P1385BOLUS FERRIC CARBOXYMALTOSE ADMINISTRATION COULD BE A GOOD OPTION FOR IRON MAINTENANCE THERAPY IN HD FACILITIES WITHOUT REGULAR MEDICAL ASSISTANCE

Background and Aims In 2013, the European Medicines Agency (EMA) claimed that iron preparations should be exclusively given in an environment where resuscitation facilities are available and, therefore, the iron administration was highly discouraged without the presence of a doctor. What this means is that in dialysis centres without regular medical presence the dose of iron administered might be inadequate. Ferric carboxyimaltose (FCM) allows to administer high single doses of iron with an excellent safety profile. Method We compare the effect of a maintenance iron therapy in two groups of prevalent and clinical stable hemodialysis patients; the former (A; n=19pts) was treated with iron gluconate (FG) in low refracted doses (i.e. 60 mg one or two times a week) while the latter (B;n=20 pts) was treated with FCM in high doses (i.e. 200 mg once or twice a month). The groups have been followed up for one year. All treated patients in the two groups had similar and “adequate” basal iron parameters according to European Clinical Guideline (Serum Ferritin(SF) ≥200 mic/l and transferrin saturation(TS) ≥20%) (see Table 1). The therapy was administered in order to maintain SF between 200-500 mic/l and TS between 20-40%. Erythropoietin dose (Epo) was evaluated considering the erythropoietin resistance index (ERI =EPO/weight/Hb).
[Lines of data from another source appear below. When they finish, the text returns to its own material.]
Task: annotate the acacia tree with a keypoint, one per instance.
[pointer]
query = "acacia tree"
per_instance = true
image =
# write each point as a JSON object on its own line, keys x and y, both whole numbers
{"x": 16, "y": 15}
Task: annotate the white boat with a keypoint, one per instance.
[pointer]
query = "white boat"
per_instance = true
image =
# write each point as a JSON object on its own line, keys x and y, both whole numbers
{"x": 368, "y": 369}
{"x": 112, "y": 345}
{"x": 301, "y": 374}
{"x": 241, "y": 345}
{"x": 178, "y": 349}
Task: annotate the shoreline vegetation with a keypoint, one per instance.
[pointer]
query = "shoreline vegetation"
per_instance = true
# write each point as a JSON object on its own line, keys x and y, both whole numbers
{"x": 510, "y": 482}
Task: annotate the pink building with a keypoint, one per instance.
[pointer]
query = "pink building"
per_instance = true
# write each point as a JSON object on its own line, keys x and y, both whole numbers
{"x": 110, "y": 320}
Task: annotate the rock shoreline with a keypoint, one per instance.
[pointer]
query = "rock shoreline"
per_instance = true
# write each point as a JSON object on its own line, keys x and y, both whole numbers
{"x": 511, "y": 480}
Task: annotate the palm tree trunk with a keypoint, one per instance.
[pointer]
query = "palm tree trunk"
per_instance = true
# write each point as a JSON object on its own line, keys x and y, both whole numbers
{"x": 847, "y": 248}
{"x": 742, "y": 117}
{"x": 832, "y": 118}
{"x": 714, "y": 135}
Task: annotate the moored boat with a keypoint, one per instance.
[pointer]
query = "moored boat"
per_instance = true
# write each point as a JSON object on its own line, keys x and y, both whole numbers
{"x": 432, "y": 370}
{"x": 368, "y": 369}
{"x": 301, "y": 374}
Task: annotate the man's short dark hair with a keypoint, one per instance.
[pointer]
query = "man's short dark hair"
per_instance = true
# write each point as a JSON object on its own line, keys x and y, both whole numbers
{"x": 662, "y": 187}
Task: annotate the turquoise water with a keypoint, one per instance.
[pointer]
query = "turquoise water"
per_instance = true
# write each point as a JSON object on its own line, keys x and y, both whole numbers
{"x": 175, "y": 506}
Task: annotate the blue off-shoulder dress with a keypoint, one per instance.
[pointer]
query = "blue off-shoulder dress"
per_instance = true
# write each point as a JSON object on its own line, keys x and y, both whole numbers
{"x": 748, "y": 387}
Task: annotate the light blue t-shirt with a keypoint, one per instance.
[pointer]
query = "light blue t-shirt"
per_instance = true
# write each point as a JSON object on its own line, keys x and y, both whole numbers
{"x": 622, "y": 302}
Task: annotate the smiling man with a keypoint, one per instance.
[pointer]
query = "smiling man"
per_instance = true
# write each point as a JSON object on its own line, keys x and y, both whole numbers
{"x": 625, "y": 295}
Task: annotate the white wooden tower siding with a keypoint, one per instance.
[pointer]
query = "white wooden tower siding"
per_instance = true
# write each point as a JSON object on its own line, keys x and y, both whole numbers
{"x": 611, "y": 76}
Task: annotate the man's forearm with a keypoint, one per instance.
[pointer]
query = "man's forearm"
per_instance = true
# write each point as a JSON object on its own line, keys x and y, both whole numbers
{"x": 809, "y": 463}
Results Table 1 show the results at the start and end follow up. The mean monthly iron dose was similar between the two groups at the end of follow up (144±100 mg group A vs 157±81 mg group B). In group A there was a more significant increase in the TS with a non-significant trend to an increase in SF. Six pts of group A had an overshooting of SF (1164±360mc/L) vs 3 pts in group B (SF 830±30 mc/L). No significant differences in pre and post therapy ERI could be recorded. Conclusion A therapy with a high single doses of FCM could be a positive solution to treat patients in dialysis centres without regular medical presence.